One of the advantages of mediation is that the parties agree to their own settlements, unlike a trial, where a jury or a judge will impose their own settlement on the parties in a judgment.  But what happens when a party tries to either get out of a deal or go back to the court to try some related items?

Well, a Florida appeals court recently decided a case on this topic.  Robert and Terry Spring sued a medical transport company as a result of injuries sustained in an auto accident.  The parties, along with the respective insurance companies, attended a mediation in March 2006 at which a settlement was reached.  The Springs received $600,000 in compensation from 3 insurance carriers.

As is usual practice in a settlement, a general release, hold harmless and indemnity agreement was incorporated to release the suit.  The release read, “It is expressly understood and agreed that the acceptance of said consideration is in compromise of disputed claims, and that this General Release is not an admission of liability or negligence on the part of the released parties, but is made for the purposes of terminating the above-referenced dispute and preclude any litigation between the parties.”

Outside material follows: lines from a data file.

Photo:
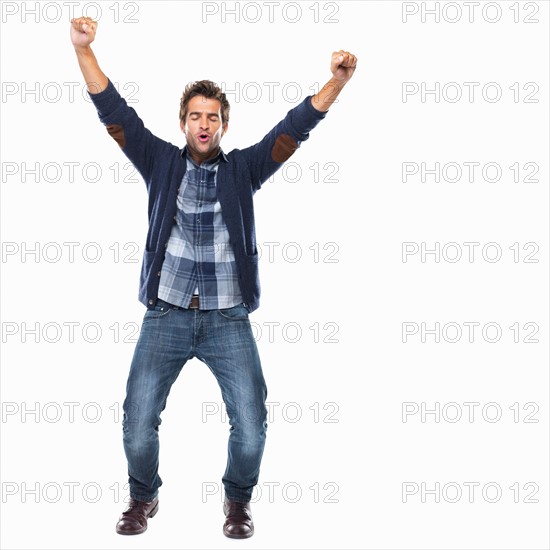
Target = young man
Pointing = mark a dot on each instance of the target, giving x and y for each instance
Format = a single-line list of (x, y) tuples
[(199, 276)]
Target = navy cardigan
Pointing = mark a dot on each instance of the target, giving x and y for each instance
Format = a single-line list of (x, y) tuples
[(162, 166)]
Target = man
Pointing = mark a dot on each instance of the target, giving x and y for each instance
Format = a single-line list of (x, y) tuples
[(199, 276)]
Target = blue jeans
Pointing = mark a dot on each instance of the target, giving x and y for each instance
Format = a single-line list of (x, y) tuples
[(223, 340)]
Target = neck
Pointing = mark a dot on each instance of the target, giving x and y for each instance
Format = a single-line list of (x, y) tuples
[(199, 158)]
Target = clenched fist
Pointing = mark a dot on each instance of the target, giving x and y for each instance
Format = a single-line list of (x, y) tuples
[(343, 65), (83, 31)]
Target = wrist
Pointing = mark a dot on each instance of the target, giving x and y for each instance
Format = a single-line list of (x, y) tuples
[(83, 51)]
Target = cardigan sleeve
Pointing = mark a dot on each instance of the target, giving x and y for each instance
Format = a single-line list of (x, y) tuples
[(127, 129), (279, 144)]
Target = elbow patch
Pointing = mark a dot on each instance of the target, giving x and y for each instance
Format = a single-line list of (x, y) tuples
[(283, 148), (116, 131)]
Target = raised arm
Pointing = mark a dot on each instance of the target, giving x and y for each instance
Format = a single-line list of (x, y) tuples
[(121, 121), (342, 66), (278, 145), (83, 31)]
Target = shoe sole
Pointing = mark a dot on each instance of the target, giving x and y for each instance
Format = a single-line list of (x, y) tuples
[(151, 514), (228, 535)]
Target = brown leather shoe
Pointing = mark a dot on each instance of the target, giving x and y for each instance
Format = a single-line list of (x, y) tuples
[(238, 520), (133, 520)]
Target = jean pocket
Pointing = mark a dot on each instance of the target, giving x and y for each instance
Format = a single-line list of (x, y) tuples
[(235, 313), (160, 310)]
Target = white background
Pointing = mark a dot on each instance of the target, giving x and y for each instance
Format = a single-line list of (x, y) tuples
[(358, 451)]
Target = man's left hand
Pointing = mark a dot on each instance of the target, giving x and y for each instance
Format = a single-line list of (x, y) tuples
[(343, 65)]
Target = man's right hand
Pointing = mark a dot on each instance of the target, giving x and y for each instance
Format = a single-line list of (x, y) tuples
[(83, 31)]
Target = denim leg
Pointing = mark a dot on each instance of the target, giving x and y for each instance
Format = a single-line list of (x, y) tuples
[(229, 349), (163, 347)]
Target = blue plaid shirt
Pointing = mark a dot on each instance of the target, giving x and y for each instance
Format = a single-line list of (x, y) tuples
[(199, 258)]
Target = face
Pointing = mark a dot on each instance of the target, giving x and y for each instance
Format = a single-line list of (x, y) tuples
[(203, 127)]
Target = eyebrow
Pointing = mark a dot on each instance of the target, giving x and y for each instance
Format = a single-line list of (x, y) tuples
[(200, 113)]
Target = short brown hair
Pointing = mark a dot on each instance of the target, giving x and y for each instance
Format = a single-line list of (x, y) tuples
[(208, 89)]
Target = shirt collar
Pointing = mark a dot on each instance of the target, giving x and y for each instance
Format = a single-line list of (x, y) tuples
[(220, 156)]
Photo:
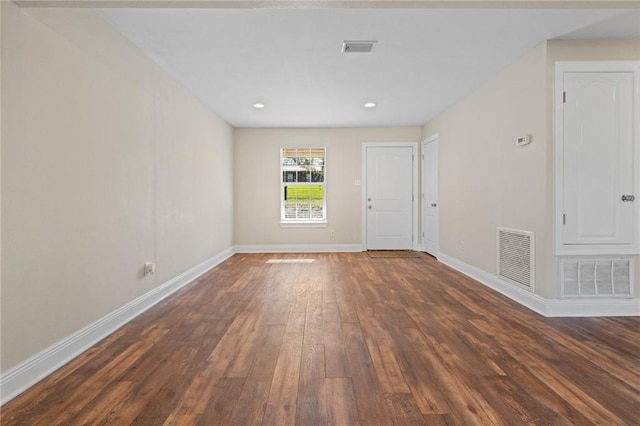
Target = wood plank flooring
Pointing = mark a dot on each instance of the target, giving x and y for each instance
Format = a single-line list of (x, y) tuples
[(345, 340)]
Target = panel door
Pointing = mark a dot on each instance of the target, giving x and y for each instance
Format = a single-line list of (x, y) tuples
[(389, 193), (598, 158), (430, 234)]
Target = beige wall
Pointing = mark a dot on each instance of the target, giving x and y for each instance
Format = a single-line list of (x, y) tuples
[(106, 164), (486, 180), (257, 185)]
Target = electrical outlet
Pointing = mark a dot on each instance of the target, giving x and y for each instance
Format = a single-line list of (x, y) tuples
[(149, 268)]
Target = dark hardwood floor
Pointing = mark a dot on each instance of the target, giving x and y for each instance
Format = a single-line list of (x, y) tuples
[(344, 340)]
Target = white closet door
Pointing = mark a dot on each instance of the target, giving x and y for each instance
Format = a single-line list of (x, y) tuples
[(598, 158)]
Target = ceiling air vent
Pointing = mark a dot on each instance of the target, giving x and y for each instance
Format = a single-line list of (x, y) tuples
[(358, 46)]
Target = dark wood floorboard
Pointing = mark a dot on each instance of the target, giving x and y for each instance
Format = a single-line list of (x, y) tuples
[(345, 340)]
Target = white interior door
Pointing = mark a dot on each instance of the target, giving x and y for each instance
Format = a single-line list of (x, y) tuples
[(389, 198), (598, 158), (430, 229)]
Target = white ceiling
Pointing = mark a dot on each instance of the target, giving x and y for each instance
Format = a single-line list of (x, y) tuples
[(291, 60)]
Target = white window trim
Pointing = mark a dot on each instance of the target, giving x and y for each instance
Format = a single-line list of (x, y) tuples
[(320, 223)]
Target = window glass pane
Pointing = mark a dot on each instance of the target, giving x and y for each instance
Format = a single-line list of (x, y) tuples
[(303, 177)]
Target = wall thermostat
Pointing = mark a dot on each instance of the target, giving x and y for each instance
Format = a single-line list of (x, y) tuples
[(523, 140)]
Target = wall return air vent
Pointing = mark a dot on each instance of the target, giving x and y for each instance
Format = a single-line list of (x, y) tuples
[(516, 257), (358, 46)]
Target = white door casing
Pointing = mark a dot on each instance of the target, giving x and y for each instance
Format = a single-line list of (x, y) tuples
[(430, 209), (389, 196), (597, 158)]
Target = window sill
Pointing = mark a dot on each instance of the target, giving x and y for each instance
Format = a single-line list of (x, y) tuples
[(299, 224)]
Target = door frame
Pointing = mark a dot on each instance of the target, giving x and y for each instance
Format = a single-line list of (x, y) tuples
[(562, 67), (414, 192), (431, 139)]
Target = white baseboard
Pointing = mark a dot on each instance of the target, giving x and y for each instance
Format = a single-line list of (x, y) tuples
[(298, 248), (547, 307), (31, 371)]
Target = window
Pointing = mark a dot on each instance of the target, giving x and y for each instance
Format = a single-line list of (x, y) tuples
[(302, 192)]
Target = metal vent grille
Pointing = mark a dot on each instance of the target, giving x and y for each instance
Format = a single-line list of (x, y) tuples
[(596, 277), (358, 46), (516, 257)]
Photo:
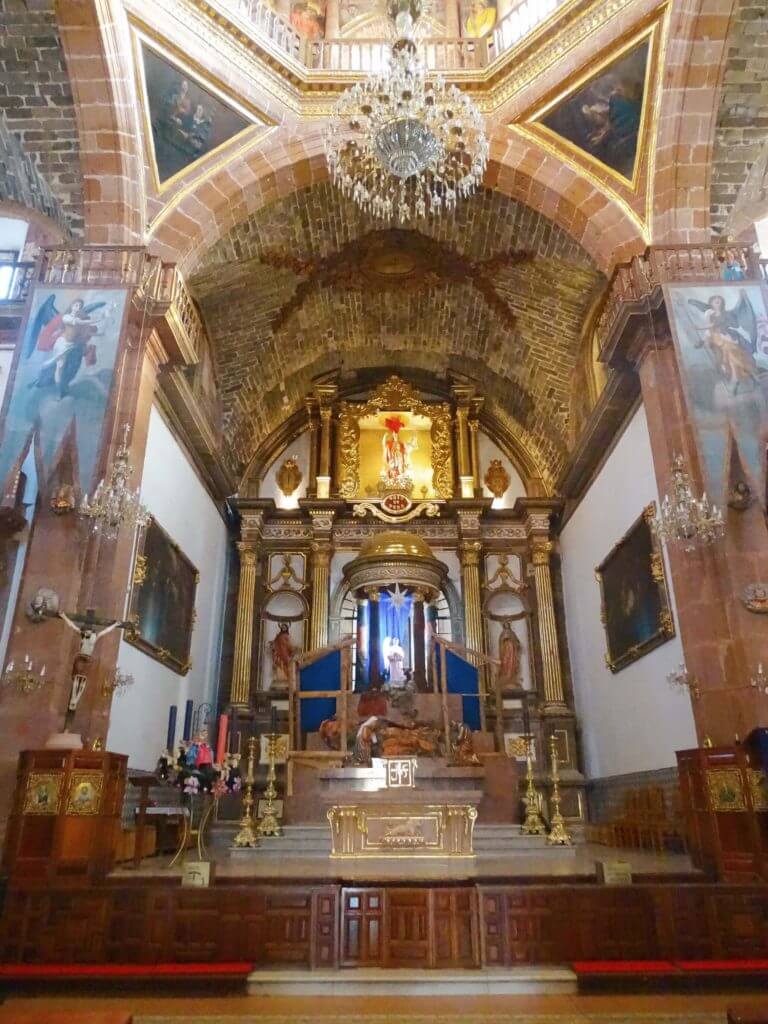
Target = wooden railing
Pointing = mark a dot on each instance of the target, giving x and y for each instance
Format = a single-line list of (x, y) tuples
[(365, 55), (662, 264)]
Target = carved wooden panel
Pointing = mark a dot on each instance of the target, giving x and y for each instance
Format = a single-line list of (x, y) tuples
[(361, 927)]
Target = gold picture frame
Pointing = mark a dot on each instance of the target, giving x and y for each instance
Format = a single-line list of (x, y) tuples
[(396, 395), (43, 793), (635, 601), (84, 795), (163, 595)]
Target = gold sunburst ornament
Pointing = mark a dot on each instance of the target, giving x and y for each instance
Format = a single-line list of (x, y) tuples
[(402, 146)]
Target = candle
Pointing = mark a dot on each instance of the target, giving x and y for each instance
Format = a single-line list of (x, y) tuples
[(221, 740), (171, 737)]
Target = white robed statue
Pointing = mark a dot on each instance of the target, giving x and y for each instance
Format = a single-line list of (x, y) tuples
[(394, 656)]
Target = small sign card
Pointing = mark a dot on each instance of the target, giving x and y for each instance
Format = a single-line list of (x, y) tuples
[(613, 872)]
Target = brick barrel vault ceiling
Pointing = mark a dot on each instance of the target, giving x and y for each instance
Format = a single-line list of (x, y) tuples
[(524, 372), (742, 118), (36, 98)]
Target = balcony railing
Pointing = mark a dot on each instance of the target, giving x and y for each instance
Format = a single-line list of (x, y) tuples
[(367, 55)]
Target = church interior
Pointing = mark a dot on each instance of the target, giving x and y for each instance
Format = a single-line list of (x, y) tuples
[(384, 511)]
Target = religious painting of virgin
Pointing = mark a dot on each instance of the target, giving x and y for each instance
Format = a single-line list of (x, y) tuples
[(633, 590), (603, 117), (60, 385), (721, 333), (187, 120), (162, 601)]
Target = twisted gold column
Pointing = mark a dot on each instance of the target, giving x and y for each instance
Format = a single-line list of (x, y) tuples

After signing the final agreement, one of the insurance companies wanted to seek reimbursement of attorneys fees from another insurance company for their defense of the insured.  The trial and appellate courts both denied their claim, stating that: (1) in their general release they’ve given up all claims and did not make an exception for legal fees, (2) they had the opportunity to incorporate that exception into the settlement since they participated in it and (3) the plain language of the release rules.

So, the lesson here?  Understand what you are agreeing to and make sure you’ve taken all of your interests into account.